The time course can be from weeks to months (in a Japanese series of 12 patients persistent air leak in conventional mechanical ventilation, which was treated successfully with high frequency ventilation endobronchial bleeding and the mean duration was 1.8 months). The literature emphasizes the need to recognize the complication is to avoid unnecessary diagnostic and therapeutic maneuvers. 11 However, there are cases presented additional complications (infection and abscess, 2.12 persistent air leak in conventional mechanical ventilation, which was treated successfully with high frequency ventilation endobronchial bleeding and swelling of the bladder under mechanical ventilation led to urgent lobectomy. Lobectomy were also abscesses and persistent bladder. In the series of Kato et al, 10 out of 12 patients had concomitant hemothorax or hemopnefmothorax CT without concomitant drainage of the pseudocyst. All patients in this series received antibiotics, without mentioning if there was proven contamination of pseudocyst. The approach of the patient with traumatic lung pseudocyst should be guided by history and clinical and radiological picture. If the general condition is good, usually only symptomatic treatment with analgesia, respiratory physiotherapy, possibly oxygen (hypoxia on the pulmonary contusion), and a broad-spectrum antibiotic. Further investigation of sputum cultures, bronchoscopy, etc. should be sought where doubt exists as to the diagnosis or the patient’s course dictates. Where it changes to an abscess, the treatment should be commensurate with intensive antibiotic therapy based antibiograms. If this continues for 4-6 weeks with no change in clinical status, should be the resection cavity in the form lobectomy. Our patient had typical clinical and radiologic findings of traumatic pseudocyst. The microbiological examination of bronchial washings showed contamination of the bladder (without systemic manifestations of infection). The whole situation was treated successfully with antibiotics, which resulted in rapid clinical cure with complete resolution of the radiological image. On the occasion of this incident, we note the need for familiarity pulmonologist with clinical and radiographic images of the traumatic situations of the chest during exercise, which will lead to better cooperation with Thoracic and better deal with these situations.
References
- Wallace MJ, Krishnamurthy S, Broemeling LD, Gupta S, Ahrar K, Morello FA, Hicks ME. CT-guided percutaneous fine-needle aspiration biopsy of small (=1cm) pulmonary lesions. Radiology. 2002; 225: 823-828.

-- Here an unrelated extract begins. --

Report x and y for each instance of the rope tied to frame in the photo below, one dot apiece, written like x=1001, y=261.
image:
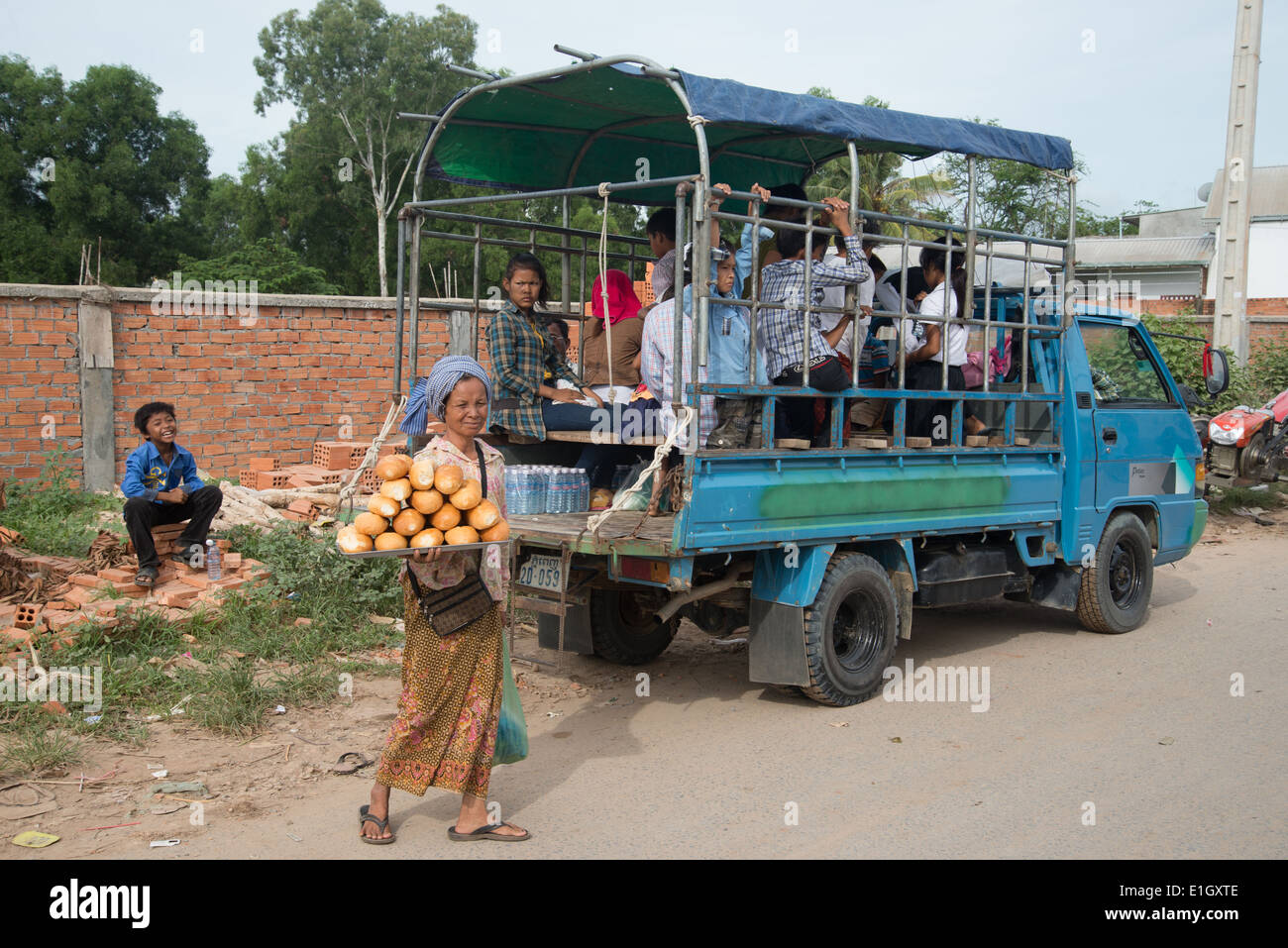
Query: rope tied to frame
x=603, y=283
x=662, y=450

- Anderson JM, Murchison J, Patel D. CT-guided lung biopsy: factors influencing diagnostic yield and complication rate. Clin Radiol. 2003; 58: 791- 797.
- Larscheid RC, Thorpe PE, Scott WJ. Percutaneous transthoracic needle aspiration biopsy: a comprehensive review of its current role in the diagnosis and treatment of lung tumors. Chest. 1998: 114: 704-709.
- Odel MJ, Reid KR. Does percutaneous fine needle aspiration biopsy aid in the diagnosis and surgical management of lung masses? Can J Surg. 1999: 42: 297-301.
- Wong RS, Ketai L, Temes RT, Follis FM, Ashby R. Air embolus during complicating transthoracic percutaneous needle biopsy. Ann Thorac Surg. 1995; 59: 1010-1011.
- Sinner WN, Zajicek J. Implantation metastasis after percutaneous transthoracic needle aspiration biopsy. Acta Radiol Diagn (Stockholm). 1976; 17: 473-480.
- Seyfer AE, Walsh DS, Graeber GM, Nuno IN, Eliasson AH. Chest wall implantration of lung cancer after thin-needle aspiration biopsy. Ann Thorac Surg. 1989; 48: 284-286.
- Sawabata N, Ohta M, Maeda H. Fine-needle aspiration cytologic technique for lung cancer has a high potential of malignant cell spread through the tract. Chest. 2000; 118: 936-939.
- Kim IH, Kim YT, Lim HK, Kim YH, Sung SW. Management for chest wall implantation of non-small cell lung cancer after fine-needle aspiration biopsy. Eur J Cardio-thorac Surg. 2003; 23: 828-832.
- Raftopoulos Y, Furey WW, Kacey DJ, Podbielski FJ. Tumor implantation after computed tomography-guided biopsy of lung cancer. J Thorac Cardiovasc Surg. 2000; 119: 1288-1289.